Однажды мы с Брайди сидели рядом на заборе между домом и церковью, вглядывались в темноту августовской ночи. Я держала в руках веер, хотя было не так уж и жарко. Просто Брайди уже обо всем догадалась, и я, зная это, все порывалась спрятать от нее лицо. Не из-за того, что я стыдилась своего дурного поступка, приведшего к печальным последствиям. Мне было унизительно, что я повела себя, как дура. Меня ведь с детства предостерегали, учили правде жизни, а я возомнила себя умнее всех.

Никто меня не принуждал. Только безрассудство и самонадеянность позволили мне вообразить, будто это я – хозяйка положения. К сожалению, сыграли свою роль и мое незнание повадок мужчин, неумение распознать их лесть. Ах, какой же восторг я испытала от того, что приручила, как мне казалось, большого сильного мужчину, заставила его упасть к моим ногам!

Щеки мои за веером пылали – от ярости. Ведь стоило мне на один только шаг ступить за черту дозволенного, и я сразу же понесла наказание. Всего на шаг! Всего один раз!

Теперь, рассказывая вам эту давнюю историю, я ясно понимаю то, что тогда было недоступно моему разумению. Прошу не судить меня слишком строго. Мне хотелось бы взять ту юную женщину за руку и сказать ей: «Ты не была дурочкой». Или: «Ты совершила глупость, но дело не только в этом. Ведь если б ты всегда придерживалась установленных рамок, ты так и осталась бы ребенком».

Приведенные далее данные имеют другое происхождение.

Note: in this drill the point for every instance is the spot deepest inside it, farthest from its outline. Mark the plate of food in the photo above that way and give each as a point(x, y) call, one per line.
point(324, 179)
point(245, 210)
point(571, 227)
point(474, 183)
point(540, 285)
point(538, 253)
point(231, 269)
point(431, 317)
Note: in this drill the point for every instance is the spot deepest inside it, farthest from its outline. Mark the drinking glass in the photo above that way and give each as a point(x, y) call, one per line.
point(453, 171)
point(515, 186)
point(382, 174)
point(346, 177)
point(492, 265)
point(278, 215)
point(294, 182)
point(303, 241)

А во мне пылал огонь, он и побудил меня выйти за установленные рамки. Это не должно расцениваться как преступление.

Брайди проявила ко мне снисходительность. Она снова и снова утешала меня, но как-то безучастно, подобно человеку, что с палубы корабля пытается добрым словом поддержать упавшего за борт, которого спасти невозможно. А потом и сказать уже было нечего.

В ту тихую ночь, слушая ее мягкий успокаивающий голос, ощущая в своей ладони тепло ее руки, я ежилась от ее жалости. Ведь я пошла за изгородь сознательно. В ту ночь, когда для меня мир изменился безвозвратно, я решила: никому не позволю себя жалеть. Главная черта характера мистера Макартура – гордыня, а моего отныне станет твердость духа: чужую жалость я буду отвергать.

Я лежала рядом с ней с открытыми глазами, зная, что эта последняя ночь нашей прежней жизни. Брезжил рассвет – последний рассвет моей тайны, а утро, что вслед за ним наступит, станет первым утром моего будущего. Каким оно будет? Я выйду замуж за этого мрачного чужака, и наша жизнь будет навсегда отравлена чувством сожаления? Или же меня ждет другая судьба – настолько непохожая на мое существование в чинном Бриджруле, что ее невозможно даже представить? Как быть юной женщине, у которой нет ни семьи, ни денег, а все ее достояние – живот, в котором зреет ребенок, зачатый вне брака?